# Final answer on AHA 30v V6 spark plugs, their gap, and why there's so much confusion



## OptimusGlen (Feb 14, 2002)

There is confusion all over the interweb about the proper gap for spark plugs in the AHA. All of the other Audi/VW engines are fairly cut and dry, but when NGK tells you the gap is .032 and Bentley and Audi say .063, you've got a problem.

I've seen everything from .023, .032, .040, and finally .063. This can be very stressful, especially when trying to trace other problems in your ignition system.

What I've discovered is that VW/Audi, NGK, Bentley, and Bosch are all correct. But how can a plug be gapped at .063 and .032 at the same time?









I stole the image to edit it and then re-hosted it.

I pulled a brand new NGK BKR6EKUB out of the box. Dimension B is almost perfectly .063 and Dimension A is (estimated) .032. This is the plug that is the closest to OEM as possible, what Bentley says to use, etc. On the NGK website, this plug is listed at .032.

It's also advised by NGK not to gap/re-gap these, so people who just buy em and put em in are never in the know as long as they got the right plug.

I hope this helps someone in the future when searching, I know it would have saved me a lot of time and stress.
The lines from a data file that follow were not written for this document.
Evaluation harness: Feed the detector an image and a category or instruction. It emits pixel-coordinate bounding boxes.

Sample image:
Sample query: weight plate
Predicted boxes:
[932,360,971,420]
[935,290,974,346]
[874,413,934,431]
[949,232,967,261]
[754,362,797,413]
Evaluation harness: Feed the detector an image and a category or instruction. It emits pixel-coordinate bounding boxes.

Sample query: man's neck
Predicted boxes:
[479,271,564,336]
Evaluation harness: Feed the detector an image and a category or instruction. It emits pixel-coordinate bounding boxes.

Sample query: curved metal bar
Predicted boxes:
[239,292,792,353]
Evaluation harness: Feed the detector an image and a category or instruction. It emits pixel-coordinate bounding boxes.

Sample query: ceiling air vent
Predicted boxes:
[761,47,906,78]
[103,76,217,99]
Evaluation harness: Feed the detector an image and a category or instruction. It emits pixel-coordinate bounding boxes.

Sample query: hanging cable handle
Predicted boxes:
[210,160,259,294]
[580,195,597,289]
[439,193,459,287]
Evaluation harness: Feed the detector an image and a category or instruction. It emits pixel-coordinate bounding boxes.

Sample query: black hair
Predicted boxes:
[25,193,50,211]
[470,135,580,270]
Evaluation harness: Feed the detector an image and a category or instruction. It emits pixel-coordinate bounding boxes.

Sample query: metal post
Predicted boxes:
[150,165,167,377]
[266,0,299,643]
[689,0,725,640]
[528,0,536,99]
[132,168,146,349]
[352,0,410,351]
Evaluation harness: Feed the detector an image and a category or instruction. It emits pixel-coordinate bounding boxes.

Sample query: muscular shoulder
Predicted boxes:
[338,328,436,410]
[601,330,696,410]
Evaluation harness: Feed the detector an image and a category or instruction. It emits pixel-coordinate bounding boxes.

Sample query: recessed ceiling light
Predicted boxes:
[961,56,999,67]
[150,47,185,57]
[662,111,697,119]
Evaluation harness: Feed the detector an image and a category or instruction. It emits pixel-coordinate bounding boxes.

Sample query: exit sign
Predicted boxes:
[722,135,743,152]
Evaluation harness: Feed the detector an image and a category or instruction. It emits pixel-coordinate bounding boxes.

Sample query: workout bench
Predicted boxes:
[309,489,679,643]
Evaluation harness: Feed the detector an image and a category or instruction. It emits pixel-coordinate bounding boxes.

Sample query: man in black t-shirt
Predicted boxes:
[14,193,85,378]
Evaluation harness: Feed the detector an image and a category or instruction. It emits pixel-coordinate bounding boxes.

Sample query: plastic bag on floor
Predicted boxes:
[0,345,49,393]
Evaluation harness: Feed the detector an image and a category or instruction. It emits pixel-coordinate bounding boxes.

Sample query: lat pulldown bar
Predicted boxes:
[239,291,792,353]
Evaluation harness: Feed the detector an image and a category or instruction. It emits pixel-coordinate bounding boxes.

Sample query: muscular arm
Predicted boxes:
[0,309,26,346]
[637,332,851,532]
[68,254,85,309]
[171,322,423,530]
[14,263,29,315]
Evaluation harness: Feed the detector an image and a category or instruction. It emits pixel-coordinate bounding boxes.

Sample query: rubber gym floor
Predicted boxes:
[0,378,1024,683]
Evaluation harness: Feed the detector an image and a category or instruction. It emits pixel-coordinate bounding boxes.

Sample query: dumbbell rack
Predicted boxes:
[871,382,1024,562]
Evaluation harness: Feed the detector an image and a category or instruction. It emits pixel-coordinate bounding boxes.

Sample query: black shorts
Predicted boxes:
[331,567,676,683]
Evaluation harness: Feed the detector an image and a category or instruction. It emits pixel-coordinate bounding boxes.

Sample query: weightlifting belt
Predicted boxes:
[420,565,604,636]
If you buy a standard style plug and gap it to .063, it will put un-needed stress on your coils/ICM possibly burning it out and causing misfires on multiple cylinders. I believe this is what happened in my case. I ended up swapping coils/ICM and put new correct plugs in, and now it runs waaaay better.


----------



## OptimusGlen (Feb 14, 2002)

I plugged the numbers into Pro/E, my theory is not 100% perfect, but it's pretty close.


----------